Marcelo Néri, do Centro de Pesquisas Sociais da Fundação Getúlio Vargas declara: “Sei que o pobre brasileiro é muito humilde e já soube de casos exemplares de pessoas que devolveram o cartão. Mas esse número de 60 mil devoluções aponta um grau espetacular de civilidade. É surpreendente.”
Editorial do jornal Zero Hora afirma: “Os administradores do maior programa social do governo federal, o Bolsa Família, estão compreensivelmente satisfeitos com a iniciativa de mais de 60 mil beneficiários que, voluntariamente, encaminharam seu desligamento. Por terem obtido condições de emprego e renda ou porque seus filhos já não freqüentavam a escola, condição indispensável, os favorecidos que devolveram seus cartões do benefício demonstraram o que o economista da Fundação Getúlio Vargas, considera ‘um ato espetacular de civilidade’. O que aponta para o caráter honesto e agradecido das famílias que se desligaram espontaneamente” (Zero Hora, 12.08.08, p. 14).
Volta e meia os meios de comunicação dão destaque a alguém que acha um dinheiro perdido em algum lugar e a pessoa, em geral um trabalhador, busca o dono para devolver a soma encontrada. Outro dia um programa de televisão humorístico fez uma pegadinha, em que uma pessoa ‘cega’ deixava cair uma nota de cinqüenta reais no chão. Os transeuntes que achavam a nota, ou buscavam devolvê-la ou, com quem não viu nada, a colocavam no bolso. Aí o repórter tirava os óculos e entrevistava a pessoa que achou o dinheiro, perguntando sobre as razões de uma ou outra atitude.
60 mil pessoas devolvendo espontaneamente o Cartão do Bolsa Família é uma multidão, mais que um estádio cheio! Não é um caso isolado, numa circunstância especial, de alguém que achou bens de outros.

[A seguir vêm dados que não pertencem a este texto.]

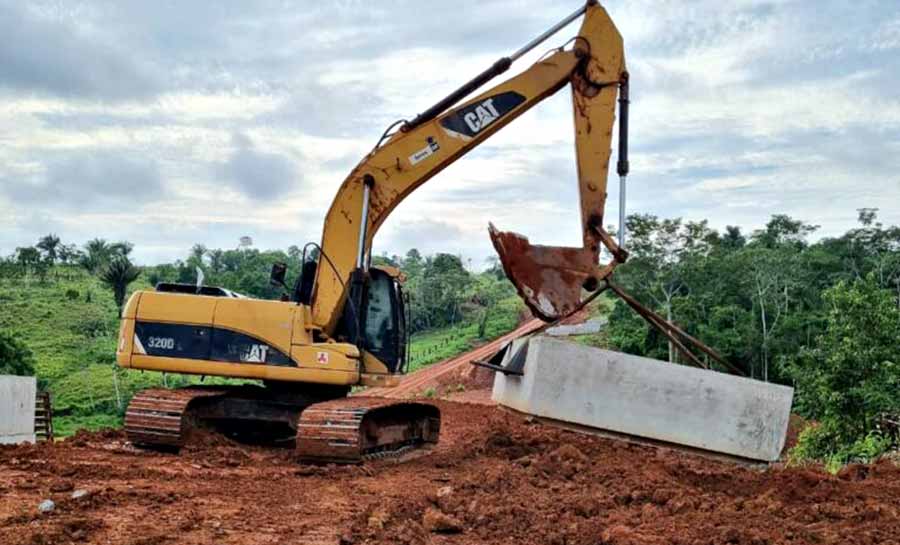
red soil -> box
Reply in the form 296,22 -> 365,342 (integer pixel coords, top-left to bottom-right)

São 60 mil famílias, 250 mil pessoas, em situação de miséria e pobreza, tanto que precisavam dos cerca de 100 reais do Bolsa Família, e que, ao saírem de sua situação, fizeram questão de devolver o seu Cartão.
Pessoas agradecidas, sim, mais muito mais que isso, pessoas, brasileiras e brasileiros, honestas. Honestíssimas, porque poderiam não revelar sua nova situação, poderiam esperar a fiscalização por parte da prefeitura, da Caixa Federal ou do governo federal, e só então, obrigados e constrangidos, fazê-lo. Não, fizeram-no espontaneamente.
Esse é o povo brasileiro em quem é possível acreditar. Não só em sua honestidade, mas em sua capacidade. Quando recebe um mínimo de ajuda e apoio para levantar a cabeça, não mais depender de outros, do governo ou de quem quer que seja, vai buscar sua própria sobrevivência, seu auto-sustento. Ninguém quer viver de favor ou de esmola, venha de onde vier.
Qual especulador, qual banqueiro, qual jogador de Bolsa de Valores, que ganha milhões por dia ou por mês, deixa de especular, deixa de usar todos os meios, como agora na crise mundial de alimentos, para encher ainda mais os seus bolsos e aumentar seu capital?
Agora é criar condições para que muito mais famílias possam fazer este gesto. E de consciência e de cabeça erguida partir para construir igualdade, justiça social e dignidade neste país desigual, injusto, de tanta concentração de renda.
Os pobres e trabalhadores dão a lição, o exemplo. É dos de baixo, como sempre dizia Florestan, que vem a mudança. É onde está o futuro, com democracia e solidariedade.